Calculate the the length of the curve $\gamma(t)=(\frac{t^{2}}{4},\frac{t^{3}}{3},\frac{t^{4}}{4})$

Question

I just discovered that I have a Calculus 3 test on Thursday and my teacher posted a list of exercises for the test. As I'm a little desperate I thought about asking the question here and start studying in the process. The question is the following:

Find the length:

$\int^{}_{\gamma} dt|\dot{\gamma}(t)|$

where $\gamma(t)=(\frac{t^{2}}{4},\frac{t^{3}}{3},\frac{t^{4}}{4})$

The biggest problem is that right now I'm not really familiar with the notation used or even the theory involved in the solution of the question.
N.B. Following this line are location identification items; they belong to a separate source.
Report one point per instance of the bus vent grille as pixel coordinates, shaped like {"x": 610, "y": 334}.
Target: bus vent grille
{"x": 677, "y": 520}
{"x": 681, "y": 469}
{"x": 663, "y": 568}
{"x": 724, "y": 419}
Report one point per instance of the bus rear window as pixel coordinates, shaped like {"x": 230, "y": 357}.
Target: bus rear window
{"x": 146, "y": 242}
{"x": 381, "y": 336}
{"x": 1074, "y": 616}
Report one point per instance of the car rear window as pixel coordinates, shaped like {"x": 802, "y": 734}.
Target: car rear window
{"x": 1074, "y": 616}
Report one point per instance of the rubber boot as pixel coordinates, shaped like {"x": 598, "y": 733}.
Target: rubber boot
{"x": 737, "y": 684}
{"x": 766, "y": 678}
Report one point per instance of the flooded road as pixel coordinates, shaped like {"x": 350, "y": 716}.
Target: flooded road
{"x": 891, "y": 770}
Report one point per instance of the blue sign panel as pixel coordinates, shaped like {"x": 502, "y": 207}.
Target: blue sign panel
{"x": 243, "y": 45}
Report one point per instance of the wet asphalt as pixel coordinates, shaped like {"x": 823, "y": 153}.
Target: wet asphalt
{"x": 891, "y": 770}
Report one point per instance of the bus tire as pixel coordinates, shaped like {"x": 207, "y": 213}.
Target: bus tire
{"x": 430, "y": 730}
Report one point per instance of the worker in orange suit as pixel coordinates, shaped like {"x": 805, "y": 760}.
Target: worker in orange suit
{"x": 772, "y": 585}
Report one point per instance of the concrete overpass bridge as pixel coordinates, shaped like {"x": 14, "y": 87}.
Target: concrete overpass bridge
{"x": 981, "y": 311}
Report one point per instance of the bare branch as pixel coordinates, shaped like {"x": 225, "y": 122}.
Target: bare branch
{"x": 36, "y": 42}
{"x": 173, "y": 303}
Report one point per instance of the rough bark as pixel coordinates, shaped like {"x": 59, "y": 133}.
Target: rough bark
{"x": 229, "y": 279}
Any help is appreciated during the moment of desperation that I find myself in right now

Answer 1

From Paul's Online Notes and other sources:

From Calculus II, $||\gamma'(t)||$ represents the arc length of the curve. By converting $\gamma(t)$ into the parametric form $x = f(t), y = g(t), z = h(t)$, we can extend this concept into three dimensions with the formula:

$$||\gamma'(t)|| = \int \sqrt{[f'(t)]^2 + [g'(t)]^2 + [h'(t)]^2}$$

The notation $\int_{\gamma}$ means to find the arc length function from $0$ to $t$, so in your case, you have to find:

$$||\gamma'(t)|| = \int_0^t \sqrt{\left[\frac{t^2}{4}'\right]^2 + \left[\frac{t^3}{3}'\right]^2 + \left[\frac{t^4}{4}'\right]^2}$$

Answer 2

Being sure that you did follow what Taby Mak answered, after computing $x'$, $y'$ and $z'$, you should arrive to $$||\gamma'(t)|| = \int_a^b \sqrt{t^6+t^4+\frac{t^2}{4}}\,dt$$ and factoring, you should notice that $$t^6+t^4+\frac{t^2}{4}=t^2 \left(t^2+\frac{1}{2}\right)^2$$ which then makes the problem vey simple.